Road Runner, Wile E. Coyote
Wile E. Coyote (also known simply as "The Coyote") and the Road Runner are cartoon characters from a series of Looney Tunes and Merrie Melodies cartoons, created by Chuck Jones in 1949 for Warner Brothers. more...
Chuck Jones based the films on a Mark Twain book called Roughing It, in which Twain noted that coyotes are starving and hungry and would chase a roadrunner.
Chuck Jones once said of his most famous protagonist and antagonist that "Wile E. is my reality, Bugs Bunny is my goal." He originally created the Road Runner cartoons as a parody of traditional "cat and mouse" cartoons (such as Tom and Jerry) which were increasingly popular at the time. The cartoons' Southwestern setting also mirrors the setting of the Krazy Kat comics, by George Herriman.

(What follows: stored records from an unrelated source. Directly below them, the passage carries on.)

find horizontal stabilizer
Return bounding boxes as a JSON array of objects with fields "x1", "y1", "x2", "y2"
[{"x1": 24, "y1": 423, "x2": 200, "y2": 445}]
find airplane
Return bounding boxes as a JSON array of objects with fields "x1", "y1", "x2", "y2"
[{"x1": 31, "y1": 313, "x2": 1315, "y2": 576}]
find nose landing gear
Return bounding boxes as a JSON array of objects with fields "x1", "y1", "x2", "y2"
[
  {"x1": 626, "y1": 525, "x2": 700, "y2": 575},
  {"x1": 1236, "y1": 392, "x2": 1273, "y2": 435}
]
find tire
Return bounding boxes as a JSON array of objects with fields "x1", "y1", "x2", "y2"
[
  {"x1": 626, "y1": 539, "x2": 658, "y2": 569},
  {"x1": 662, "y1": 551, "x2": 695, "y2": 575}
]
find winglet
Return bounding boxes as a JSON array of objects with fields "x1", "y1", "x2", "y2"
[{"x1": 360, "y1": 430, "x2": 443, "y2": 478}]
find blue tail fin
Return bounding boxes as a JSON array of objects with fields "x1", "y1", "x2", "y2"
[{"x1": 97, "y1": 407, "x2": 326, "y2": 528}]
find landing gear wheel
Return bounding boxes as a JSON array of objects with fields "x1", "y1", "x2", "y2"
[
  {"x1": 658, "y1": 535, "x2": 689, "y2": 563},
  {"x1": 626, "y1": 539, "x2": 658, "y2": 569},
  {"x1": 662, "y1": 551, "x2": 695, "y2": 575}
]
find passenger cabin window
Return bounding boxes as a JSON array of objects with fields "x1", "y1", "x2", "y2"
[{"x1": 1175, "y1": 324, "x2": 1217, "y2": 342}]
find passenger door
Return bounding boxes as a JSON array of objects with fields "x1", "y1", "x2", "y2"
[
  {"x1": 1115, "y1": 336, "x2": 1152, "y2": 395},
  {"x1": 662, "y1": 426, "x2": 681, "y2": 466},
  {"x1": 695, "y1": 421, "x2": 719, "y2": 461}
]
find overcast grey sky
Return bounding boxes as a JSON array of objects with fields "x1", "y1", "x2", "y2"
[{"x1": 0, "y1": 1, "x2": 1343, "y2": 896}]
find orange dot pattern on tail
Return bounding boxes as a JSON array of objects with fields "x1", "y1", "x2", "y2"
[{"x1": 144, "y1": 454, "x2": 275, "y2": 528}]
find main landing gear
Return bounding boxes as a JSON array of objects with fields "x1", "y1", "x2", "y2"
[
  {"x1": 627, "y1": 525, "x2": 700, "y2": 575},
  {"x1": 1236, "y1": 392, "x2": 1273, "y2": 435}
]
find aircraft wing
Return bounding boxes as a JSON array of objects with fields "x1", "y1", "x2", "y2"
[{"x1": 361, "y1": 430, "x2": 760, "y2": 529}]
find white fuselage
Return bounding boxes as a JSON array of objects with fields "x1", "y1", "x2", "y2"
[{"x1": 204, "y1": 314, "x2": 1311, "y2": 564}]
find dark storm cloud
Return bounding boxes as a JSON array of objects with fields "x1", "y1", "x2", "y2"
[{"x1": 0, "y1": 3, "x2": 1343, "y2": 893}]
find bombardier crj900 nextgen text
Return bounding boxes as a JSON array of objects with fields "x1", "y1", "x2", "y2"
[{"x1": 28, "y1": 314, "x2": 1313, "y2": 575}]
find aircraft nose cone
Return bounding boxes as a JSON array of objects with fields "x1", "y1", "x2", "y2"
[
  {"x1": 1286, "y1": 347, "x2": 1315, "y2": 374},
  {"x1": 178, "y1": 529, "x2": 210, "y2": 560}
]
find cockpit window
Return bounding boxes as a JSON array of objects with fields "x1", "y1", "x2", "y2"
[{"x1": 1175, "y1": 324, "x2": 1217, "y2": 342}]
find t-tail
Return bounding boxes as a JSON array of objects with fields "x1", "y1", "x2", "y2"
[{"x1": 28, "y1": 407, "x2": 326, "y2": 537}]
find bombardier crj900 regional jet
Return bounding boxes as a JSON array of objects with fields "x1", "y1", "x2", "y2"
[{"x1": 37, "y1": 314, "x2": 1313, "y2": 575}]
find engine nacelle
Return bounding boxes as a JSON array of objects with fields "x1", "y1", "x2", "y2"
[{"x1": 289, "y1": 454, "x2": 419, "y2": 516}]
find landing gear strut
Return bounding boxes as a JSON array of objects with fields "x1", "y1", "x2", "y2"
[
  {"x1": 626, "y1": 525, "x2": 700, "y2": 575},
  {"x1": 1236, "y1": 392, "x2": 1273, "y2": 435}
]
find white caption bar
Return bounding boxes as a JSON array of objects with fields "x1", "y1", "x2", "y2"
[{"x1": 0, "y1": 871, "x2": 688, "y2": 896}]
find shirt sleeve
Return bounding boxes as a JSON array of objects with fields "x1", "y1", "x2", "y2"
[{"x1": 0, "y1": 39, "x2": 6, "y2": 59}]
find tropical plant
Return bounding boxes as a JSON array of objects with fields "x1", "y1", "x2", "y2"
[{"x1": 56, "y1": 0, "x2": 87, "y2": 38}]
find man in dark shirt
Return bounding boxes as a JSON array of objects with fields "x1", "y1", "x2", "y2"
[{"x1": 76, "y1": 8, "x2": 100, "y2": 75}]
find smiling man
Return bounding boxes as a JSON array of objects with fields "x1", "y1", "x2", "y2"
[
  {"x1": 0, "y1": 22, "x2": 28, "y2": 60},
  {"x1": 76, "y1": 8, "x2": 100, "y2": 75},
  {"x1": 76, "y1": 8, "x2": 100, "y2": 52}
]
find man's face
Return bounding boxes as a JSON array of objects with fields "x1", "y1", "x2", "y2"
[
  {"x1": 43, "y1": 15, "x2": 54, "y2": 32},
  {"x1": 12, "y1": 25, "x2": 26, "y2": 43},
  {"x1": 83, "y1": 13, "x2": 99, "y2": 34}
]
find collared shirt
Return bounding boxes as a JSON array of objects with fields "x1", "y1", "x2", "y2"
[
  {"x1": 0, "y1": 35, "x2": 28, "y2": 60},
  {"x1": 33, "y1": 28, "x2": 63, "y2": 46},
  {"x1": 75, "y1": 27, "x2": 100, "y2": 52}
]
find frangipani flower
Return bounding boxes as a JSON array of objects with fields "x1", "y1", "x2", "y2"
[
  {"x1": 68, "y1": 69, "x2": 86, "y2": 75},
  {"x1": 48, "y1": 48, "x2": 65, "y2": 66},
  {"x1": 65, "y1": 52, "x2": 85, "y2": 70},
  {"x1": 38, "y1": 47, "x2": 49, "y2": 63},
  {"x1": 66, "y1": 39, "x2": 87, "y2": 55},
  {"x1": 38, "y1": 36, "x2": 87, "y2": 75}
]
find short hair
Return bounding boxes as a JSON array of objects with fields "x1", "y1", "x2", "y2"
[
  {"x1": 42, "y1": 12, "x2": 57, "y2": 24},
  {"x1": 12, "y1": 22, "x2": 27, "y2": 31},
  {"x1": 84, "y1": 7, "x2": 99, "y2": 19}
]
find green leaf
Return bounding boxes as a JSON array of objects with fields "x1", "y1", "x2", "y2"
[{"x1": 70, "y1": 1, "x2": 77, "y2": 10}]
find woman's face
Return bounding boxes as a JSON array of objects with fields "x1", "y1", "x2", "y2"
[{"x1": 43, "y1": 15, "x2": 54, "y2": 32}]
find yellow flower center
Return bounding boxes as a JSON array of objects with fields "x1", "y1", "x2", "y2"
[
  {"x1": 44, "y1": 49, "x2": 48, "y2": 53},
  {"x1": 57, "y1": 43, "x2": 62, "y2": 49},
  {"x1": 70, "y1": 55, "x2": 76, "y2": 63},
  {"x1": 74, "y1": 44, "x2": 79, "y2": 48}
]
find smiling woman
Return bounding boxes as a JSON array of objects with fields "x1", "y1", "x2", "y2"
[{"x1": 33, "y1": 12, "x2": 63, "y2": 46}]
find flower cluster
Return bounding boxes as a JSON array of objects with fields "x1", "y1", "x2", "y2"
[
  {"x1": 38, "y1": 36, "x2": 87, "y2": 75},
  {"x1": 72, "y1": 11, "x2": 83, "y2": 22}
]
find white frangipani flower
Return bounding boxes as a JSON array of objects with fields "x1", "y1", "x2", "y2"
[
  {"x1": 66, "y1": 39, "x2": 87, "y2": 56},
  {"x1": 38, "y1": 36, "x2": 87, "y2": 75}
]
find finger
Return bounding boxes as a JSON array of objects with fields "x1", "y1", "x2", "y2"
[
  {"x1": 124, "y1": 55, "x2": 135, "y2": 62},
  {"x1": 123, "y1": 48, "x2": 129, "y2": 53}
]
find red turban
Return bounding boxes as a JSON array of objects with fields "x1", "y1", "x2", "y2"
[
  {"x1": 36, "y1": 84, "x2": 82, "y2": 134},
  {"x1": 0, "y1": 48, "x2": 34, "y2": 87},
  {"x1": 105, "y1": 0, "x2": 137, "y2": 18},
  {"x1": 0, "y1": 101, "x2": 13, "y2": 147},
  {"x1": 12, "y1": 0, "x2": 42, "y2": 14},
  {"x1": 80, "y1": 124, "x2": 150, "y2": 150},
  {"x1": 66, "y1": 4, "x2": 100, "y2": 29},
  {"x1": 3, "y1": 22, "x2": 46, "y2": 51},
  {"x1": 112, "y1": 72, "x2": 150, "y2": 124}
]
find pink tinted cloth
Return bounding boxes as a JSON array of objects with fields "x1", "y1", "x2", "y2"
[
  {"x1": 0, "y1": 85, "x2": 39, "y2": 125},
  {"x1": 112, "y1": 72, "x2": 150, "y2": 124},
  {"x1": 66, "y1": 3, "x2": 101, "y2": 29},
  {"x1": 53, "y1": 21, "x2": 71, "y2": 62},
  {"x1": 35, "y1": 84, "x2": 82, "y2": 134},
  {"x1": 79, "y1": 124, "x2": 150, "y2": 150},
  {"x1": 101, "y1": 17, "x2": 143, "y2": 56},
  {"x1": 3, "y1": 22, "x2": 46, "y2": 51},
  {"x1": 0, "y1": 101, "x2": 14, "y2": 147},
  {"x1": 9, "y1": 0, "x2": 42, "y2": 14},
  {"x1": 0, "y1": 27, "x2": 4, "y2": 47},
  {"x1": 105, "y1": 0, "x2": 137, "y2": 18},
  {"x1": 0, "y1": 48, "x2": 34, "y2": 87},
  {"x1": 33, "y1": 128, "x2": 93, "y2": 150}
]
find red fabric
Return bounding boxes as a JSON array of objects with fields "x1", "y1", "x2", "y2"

The Road Runner was voiced by Paul Julian, who worked as a background painter for Friz Freleng's unit.
Premise
The Road Runner shorts are very simple in their premise: the Road Runner, a flightless cartoon bird (loosely based on a real bird, the Greater Roadrunner), is chased down the highways of the Southwestern United States by a hungry coyote, named Wile E. Coyote (a pun on "wily coyote"). Despite numerous clever attempts, the coyote never catches or kills the Road Runner. (Although The Solid Tin Coyote does nab the roadrunner, he throws the coyote into his cavernous mouth following the "EAT, STUPID" command, and in Soup or Sonic, after running in and out of pipes that would magically resize the pair, the coyote is getting ready to eat the Road Runner, when he suddenly realizes that he is miniature and his prey is gigantic, to which he then looks at the camera and holds up the signs "All right, wise guys, you always wanted me to catch him - now what do I do?") All of his elaborate schemes end up injuring himself in humorous instances of highly exaggerated cartoon slapstick violence.